Abstracts

Rationale: Pathogenic CYFIP2 variants cause autosomal dominant developmental and epileptic encephalopathy (DEE) type 65, characterized by early-onset intractable epilepsy and developmental delay. There are no known targeted therapies. To improve our understanding of this rare disorder, we describe clinical features in CYFIP2-related DEE.

Methods: We present a novel case of CYFIP2-related DEE. Additionally, we conducted a literature review of clinical presentations across 37 patients with CYFIP2 variants.

Results:

A 2-month-old male presented with subclinical and clinical generalized myoclonic-tonic and tonic seizures confirmed on EEG. Epilepsy gene panel identified a de novo pathogenic CYFIP2 p.Arg87Cys variant. Following transition from levetiracetam and phenobarbital to lacosamide monotherapy, seizures were controlled, EEG normalized, and he met age-appropriate developmental milestones. At 6 months, he developed epileptic spasms and mild language/communication regression, which resolved with ACTH followed by vigabatrin. At 7 months, he developed a hyperkinetic choreoathetoid movement disorder. A second course of ACTH was given for modified hypsarrhythmia, with EEG improvement. At 11 months, he remains seizure-free with moderate global developmental delay.

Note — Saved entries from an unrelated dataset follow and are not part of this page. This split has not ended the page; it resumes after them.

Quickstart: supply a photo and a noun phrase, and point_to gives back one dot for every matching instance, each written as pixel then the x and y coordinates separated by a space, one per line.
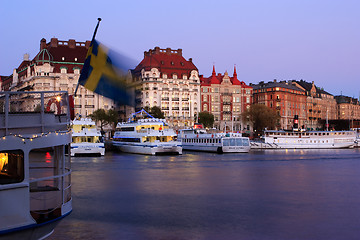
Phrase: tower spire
pixel 235 74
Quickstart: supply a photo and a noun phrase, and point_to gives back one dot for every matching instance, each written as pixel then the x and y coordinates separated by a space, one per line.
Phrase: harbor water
pixel 271 194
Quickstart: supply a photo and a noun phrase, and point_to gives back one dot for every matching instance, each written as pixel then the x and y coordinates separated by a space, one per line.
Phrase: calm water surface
pixel 272 194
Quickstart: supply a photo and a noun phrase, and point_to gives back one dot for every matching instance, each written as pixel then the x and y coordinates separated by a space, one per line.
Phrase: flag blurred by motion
pixel 105 72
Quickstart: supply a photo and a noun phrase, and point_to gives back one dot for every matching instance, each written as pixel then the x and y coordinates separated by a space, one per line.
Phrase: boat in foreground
pixel 273 139
pixel 198 139
pixel 35 174
pixel 86 139
pixel 146 136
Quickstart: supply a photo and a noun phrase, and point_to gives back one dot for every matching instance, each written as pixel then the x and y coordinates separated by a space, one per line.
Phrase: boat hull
pixel 33 231
pixel 87 150
pixel 258 145
pixel 148 149
pixel 216 148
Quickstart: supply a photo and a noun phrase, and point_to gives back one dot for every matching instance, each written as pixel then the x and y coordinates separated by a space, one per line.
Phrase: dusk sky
pixel 313 40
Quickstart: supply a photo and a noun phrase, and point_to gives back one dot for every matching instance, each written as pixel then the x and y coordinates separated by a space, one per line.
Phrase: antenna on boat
pixel 93 38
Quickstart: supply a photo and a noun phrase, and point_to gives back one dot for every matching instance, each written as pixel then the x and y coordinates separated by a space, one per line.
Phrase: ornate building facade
pixel 57 68
pixel 285 98
pixel 226 98
pixel 348 109
pixel 164 78
pixel 320 105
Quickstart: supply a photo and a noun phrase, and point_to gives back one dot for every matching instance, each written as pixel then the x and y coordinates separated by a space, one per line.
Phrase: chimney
pixel 53 42
pixel 180 52
pixel 168 51
pixel 26 57
pixel 87 44
pixel 72 43
pixel 42 44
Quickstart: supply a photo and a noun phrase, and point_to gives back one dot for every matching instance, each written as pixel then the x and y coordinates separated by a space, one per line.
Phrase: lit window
pixel 11 167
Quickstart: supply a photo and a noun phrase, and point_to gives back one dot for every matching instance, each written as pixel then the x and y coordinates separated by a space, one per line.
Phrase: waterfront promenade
pixel 272 194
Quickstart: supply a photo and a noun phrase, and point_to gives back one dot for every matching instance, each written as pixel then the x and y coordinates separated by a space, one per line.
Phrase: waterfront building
pixel 285 98
pixel 226 98
pixel 348 109
pixel 164 78
pixel 56 67
pixel 320 105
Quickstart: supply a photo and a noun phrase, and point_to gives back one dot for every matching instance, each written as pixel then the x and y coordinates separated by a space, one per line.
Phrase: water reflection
pixel 262 195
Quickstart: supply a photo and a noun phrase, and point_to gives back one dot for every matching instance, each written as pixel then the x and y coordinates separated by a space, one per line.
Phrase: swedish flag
pixel 105 72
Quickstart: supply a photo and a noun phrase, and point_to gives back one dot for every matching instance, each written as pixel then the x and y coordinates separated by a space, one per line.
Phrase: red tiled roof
pixel 166 61
pixel 217 79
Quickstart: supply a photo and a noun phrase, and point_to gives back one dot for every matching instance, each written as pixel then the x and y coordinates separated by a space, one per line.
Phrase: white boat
pixel 198 139
pixel 35 174
pixel 357 140
pixel 146 136
pixel 306 140
pixel 86 139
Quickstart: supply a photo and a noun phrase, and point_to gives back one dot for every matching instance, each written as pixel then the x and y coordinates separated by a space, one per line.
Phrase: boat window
pixel 126 129
pixel 11 167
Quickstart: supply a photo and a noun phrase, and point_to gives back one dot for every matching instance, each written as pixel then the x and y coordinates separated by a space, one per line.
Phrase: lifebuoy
pixel 57 104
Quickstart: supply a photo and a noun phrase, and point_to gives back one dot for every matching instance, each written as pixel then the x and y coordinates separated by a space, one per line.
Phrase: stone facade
pixel 226 98
pixel 285 98
pixel 57 68
pixel 320 105
pixel 164 78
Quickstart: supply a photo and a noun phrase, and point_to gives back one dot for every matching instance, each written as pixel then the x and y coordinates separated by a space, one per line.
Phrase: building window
pixel 63 69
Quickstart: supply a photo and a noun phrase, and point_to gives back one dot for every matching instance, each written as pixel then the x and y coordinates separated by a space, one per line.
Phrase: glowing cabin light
pixel 4 160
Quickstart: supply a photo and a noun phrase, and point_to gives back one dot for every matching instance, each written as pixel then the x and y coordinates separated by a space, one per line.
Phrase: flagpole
pixel 93 38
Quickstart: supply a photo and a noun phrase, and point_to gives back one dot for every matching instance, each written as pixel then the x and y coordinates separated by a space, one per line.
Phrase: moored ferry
pixel 35 174
pixel 198 139
pixel 146 136
pixel 86 139
pixel 306 140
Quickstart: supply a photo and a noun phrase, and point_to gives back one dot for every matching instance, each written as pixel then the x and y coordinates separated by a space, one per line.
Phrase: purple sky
pixel 313 40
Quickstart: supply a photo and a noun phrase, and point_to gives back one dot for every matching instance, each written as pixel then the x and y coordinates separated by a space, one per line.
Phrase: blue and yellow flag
pixel 105 72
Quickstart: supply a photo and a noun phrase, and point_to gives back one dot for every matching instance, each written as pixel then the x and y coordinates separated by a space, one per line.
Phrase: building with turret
pixel 285 98
pixel 56 67
pixel 226 98
pixel 164 78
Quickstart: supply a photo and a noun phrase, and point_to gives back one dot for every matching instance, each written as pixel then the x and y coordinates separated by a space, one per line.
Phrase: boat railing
pixel 46 111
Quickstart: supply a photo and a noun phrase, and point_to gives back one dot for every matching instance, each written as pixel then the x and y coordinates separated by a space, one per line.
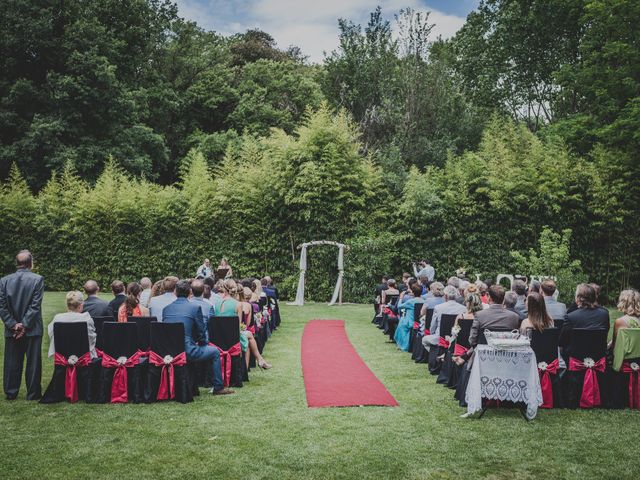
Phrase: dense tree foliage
pixel 133 142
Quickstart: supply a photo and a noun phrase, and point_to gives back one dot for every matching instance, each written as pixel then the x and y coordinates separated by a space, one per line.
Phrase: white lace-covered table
pixel 506 375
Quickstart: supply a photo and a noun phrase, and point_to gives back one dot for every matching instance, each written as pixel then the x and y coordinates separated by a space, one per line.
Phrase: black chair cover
pixel 463 340
pixel 225 333
pixel 416 318
pixel 120 340
pixel 97 322
pixel 143 331
pixel 447 321
pixel 72 339
pixel 545 347
pixel 168 339
pixel 482 340
pixel 585 343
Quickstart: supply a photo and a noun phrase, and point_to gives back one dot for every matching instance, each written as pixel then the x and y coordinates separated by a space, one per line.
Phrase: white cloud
pixel 311 25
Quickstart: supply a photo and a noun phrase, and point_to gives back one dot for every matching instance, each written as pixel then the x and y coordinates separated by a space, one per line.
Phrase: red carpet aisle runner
pixel 334 374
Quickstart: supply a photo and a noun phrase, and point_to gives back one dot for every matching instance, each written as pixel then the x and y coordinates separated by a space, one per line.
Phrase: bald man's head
pixel 91 287
pixel 24 259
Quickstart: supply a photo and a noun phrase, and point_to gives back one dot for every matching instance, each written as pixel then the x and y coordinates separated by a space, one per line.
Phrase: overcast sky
pixel 313 25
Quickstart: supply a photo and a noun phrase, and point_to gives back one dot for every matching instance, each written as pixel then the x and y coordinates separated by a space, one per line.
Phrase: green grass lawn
pixel 266 430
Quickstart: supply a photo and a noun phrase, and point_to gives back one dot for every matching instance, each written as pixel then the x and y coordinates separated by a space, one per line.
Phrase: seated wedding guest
pixel 404 285
pixel 588 316
pixel 117 287
pixel 495 316
pixel 157 304
pixel 462 287
pixel 537 317
pixel 425 283
pixel 132 306
pixel 405 324
pixel 510 301
pixel 534 287
pixel 556 310
pixel 258 293
pixel 268 287
pixel 484 292
pixel 473 304
pixel 229 306
pixel 156 290
pixel 247 329
pixel 210 283
pixel 206 294
pixel 596 288
pixel 520 288
pixel 72 315
pixel 204 270
pixel 224 265
pixel 436 289
pixel 629 305
pixel 390 290
pixel 449 307
pixel 94 306
pixel 181 310
pixel 145 283
pixel 426 270
pixel 377 299
pixel 198 289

Pathogenic CYFIP2 variants were first reported in 2000, associated with developmental delay, intellectual disability, seizures, and behavioral concerns. Since then, 37 additional cases were reported, further expanding the phenotype.^1-6 Of these cases, 10 patients had the Arg87Cys variant. Twenty-nine had epilepsy including absence, generalized tonic-clonic, tonic, myoclonic, focal, and febrile seizures. Most (n=21) had seizure onset within the first year of life, 12 developed epileptic spasms, and 4 had persistent spasms despite treatment with ACTH or steroids. Four patients developed seizures before epileptic spasms. However, no other patient had reported EEG normalization after seizure onset and before onset of spasms. Anti-seizure management was reported for 35 patients. Treatments varied; however, seizure freedom was reported in patients (n=10) treated with lacosamide, valproic acid, cannabidiol, vigabatrin, or zonisamide. Others (n=17) had intractable epilepsy. Most patients (n=35) had global developmental delay/intellectual disability. Only one other patient had a hyperkinetic choreoathetoid movement disorder.



Ref:

1. Nakashima, M, et al. Ann Neurol, 2018

2. Zweier, M, et al. Eur J Hum Genet, 2019

3. Begemann, A, et al. Genet Med, 2021

4. Hamaguchi, M. et al. Brain & Development, 2022

5. Veiga de Góes, F, et al. Open Neurology Journal, 2022

6. Slokivi, T, et al. Am J Med Genet, 2023








Conclusions: We report on the phenotypic landscape of CYFIP2-related DEE (DEE-65) and how our patient expands this phenotype, to improve our understanding of this rare, recently identified disorder. Patients with CYFIP2-related DEE have developmental delay, epilepsy with multiple seizure types, and a hyperkinetic movement disorder. Ours is the only reported case of substantial improvement with timely treatment following initial seizure onset and prior to epileptic spasms.

Funding: No funding was received in support of this abstract.